Why it matters: Anthropic publicly conceded that the new Opus model does not match the performance of Mythos, a highly advanced system that the company hasn't released to the public due to safety concerns.
- In a chart accompanying its announcement, Anthropic showed that Opus 4.7 beats Opus 4.6, ChatGPT 5.4, Google Gemini 3.1 Pro in a number of key benchmarks.
- But Opus 4.7 still falls short of its Mythos Preview model, which has only been released to a handpicked group of tech and cybersecurity companies.
What they're saying: "Opus 4.7 is a notable improvement on Opus 4.6 in advanced software engineering, with particular gains on the most difficult tasks," Anthropic said in a blog post.
- "Users report being able to hand off their hardest coding work—the kind that previously needed close supervision—to Opus 4.7 with confidence."
- "The model also has substantially better vision: it can see images in greater resolution," it said. "It's more tasteful and creative when completing professional tasks, producing higher-quality interfaces, slides, and docs."
The big picture: The release arrives amid weeks of user complaints that Opus 4.6 had quietly gotten worse.
- "Claude has regressed to the point it cannot be trusted to perform complex engineering," an AMD senior director wrote in a widely shared post on GitHub.
- Speculation centered on whether Claude has been deliberately scaled back — what users are calling "nerfed" — either to control costs or to redirect scarce compute toward Mythos and other frontier efforts.
- Anthropic denied that any changes it made were to redirect computing resources to other projects.
Zoom in: In addition to the new model, Anthropic is shifting its default level of reasoning in Claude Code and offering a new option.
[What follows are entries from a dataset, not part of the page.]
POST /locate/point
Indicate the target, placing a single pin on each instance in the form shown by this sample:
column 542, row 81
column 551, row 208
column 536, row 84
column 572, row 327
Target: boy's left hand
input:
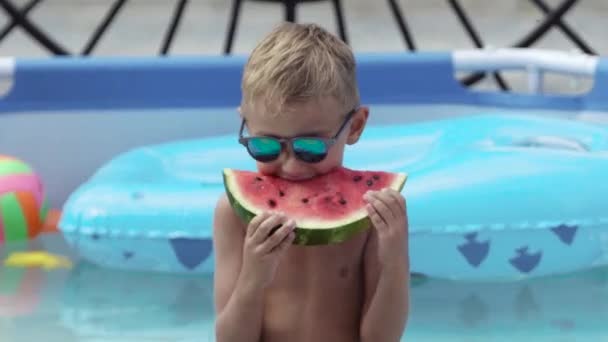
column 387, row 211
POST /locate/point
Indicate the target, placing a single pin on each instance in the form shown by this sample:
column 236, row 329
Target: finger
column 267, row 226
column 375, row 217
column 378, row 201
column 283, row 244
column 275, row 239
column 286, row 242
column 255, row 223
column 397, row 202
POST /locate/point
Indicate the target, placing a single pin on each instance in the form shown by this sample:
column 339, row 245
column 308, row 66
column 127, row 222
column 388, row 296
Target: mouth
column 296, row 178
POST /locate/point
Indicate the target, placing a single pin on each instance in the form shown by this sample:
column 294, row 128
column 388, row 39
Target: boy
column 300, row 81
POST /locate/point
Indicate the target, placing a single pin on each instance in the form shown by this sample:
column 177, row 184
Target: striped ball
column 23, row 206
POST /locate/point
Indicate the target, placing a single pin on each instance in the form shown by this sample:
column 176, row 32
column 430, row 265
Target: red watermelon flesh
column 327, row 208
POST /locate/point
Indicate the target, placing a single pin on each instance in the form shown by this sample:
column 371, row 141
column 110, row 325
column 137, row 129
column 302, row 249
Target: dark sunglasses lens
column 310, row 150
column 264, row 149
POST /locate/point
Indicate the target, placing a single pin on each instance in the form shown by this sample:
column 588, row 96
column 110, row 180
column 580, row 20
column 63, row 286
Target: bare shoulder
column 228, row 237
column 225, row 220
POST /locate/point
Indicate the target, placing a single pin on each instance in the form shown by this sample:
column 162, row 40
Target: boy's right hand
column 264, row 248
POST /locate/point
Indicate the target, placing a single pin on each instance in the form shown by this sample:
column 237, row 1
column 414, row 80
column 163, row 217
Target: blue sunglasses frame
column 302, row 155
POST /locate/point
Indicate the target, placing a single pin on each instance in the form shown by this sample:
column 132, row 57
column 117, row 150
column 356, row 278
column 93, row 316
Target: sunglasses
column 308, row 149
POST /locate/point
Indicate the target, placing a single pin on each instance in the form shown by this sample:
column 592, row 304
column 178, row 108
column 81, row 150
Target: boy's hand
column 264, row 246
column 387, row 211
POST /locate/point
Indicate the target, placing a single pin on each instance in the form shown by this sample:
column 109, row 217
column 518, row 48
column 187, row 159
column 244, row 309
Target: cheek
column 333, row 159
column 267, row 168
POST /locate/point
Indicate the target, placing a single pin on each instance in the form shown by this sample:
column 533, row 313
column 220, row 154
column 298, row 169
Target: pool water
column 88, row 303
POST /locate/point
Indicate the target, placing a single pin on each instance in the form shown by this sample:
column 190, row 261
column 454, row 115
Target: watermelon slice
column 327, row 209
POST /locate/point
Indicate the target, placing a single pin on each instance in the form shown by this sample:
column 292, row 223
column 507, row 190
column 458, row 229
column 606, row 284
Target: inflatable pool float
column 489, row 197
column 23, row 205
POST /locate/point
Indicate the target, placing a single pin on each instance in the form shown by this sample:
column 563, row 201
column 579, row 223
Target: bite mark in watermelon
column 327, row 209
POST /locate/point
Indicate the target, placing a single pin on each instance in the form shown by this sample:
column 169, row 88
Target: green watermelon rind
column 305, row 235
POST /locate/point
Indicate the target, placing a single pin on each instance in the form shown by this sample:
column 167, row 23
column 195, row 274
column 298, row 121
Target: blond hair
column 299, row 62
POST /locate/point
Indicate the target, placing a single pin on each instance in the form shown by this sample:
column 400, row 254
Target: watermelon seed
column 274, row 229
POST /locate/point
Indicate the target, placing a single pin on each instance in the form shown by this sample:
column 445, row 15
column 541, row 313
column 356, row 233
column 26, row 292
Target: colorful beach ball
column 23, row 206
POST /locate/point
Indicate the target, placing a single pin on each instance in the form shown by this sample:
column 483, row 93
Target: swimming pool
column 68, row 117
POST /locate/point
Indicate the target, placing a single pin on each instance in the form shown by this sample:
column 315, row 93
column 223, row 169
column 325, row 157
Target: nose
column 290, row 164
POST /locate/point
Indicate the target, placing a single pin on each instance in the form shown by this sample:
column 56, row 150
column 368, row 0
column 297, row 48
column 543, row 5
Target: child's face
column 319, row 118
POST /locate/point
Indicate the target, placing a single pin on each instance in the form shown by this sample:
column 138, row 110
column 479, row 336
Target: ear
column 357, row 125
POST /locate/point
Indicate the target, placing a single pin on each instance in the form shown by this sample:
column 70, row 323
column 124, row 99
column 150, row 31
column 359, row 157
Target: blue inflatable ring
column 489, row 197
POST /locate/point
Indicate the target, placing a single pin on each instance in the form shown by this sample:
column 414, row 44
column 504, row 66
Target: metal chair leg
column 402, row 25
column 340, row 20
column 234, row 17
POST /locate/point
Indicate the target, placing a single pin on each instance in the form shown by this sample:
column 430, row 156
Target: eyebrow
column 305, row 134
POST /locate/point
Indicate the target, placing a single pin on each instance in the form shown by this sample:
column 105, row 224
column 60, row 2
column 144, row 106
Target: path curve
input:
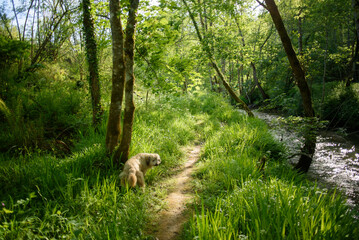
column 172, row 219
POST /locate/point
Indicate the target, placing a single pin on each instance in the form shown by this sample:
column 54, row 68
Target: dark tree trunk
column 118, row 78
column 123, row 150
column 355, row 68
column 300, row 36
column 310, row 142
column 292, row 57
column 215, row 66
column 92, row 60
column 264, row 95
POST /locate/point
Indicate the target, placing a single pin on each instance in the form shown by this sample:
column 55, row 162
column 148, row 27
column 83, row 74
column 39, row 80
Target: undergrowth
column 237, row 199
column 79, row 197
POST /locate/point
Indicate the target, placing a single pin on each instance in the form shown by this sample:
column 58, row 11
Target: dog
column 136, row 167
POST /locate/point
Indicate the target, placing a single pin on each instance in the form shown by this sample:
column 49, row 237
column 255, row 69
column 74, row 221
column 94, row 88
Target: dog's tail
column 132, row 179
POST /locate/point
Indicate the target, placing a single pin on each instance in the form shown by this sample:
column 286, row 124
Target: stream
column 336, row 159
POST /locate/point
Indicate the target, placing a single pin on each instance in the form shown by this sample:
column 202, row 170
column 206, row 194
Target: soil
column 171, row 220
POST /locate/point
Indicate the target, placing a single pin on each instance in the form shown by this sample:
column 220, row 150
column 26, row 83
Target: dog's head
column 153, row 160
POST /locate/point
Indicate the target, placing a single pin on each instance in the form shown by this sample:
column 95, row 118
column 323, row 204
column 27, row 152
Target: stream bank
column 336, row 159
- "Opus 4.7 introduces a new xhigh ("extra high") effort level between high and max, giving users finer control over the tradeoff between reasoning and latency on hard problems," Anthropic said."When testing Opus 4.7 for coding and agentic use cases, we recommend starting with high or xhigh effort."
- It's also testing a new system called "task budgets" that give developers more control over how Claude does its reasoning on longer tasks.
Between the lines: Anthropic said it will use the new release to test guardrails designed to prevent its model being used for cybersecurity attacks.
- "What we learn from the real-world deployment of these safeguards will help us work towards our eventual goal of a broad release of Mythos-class models," the company said.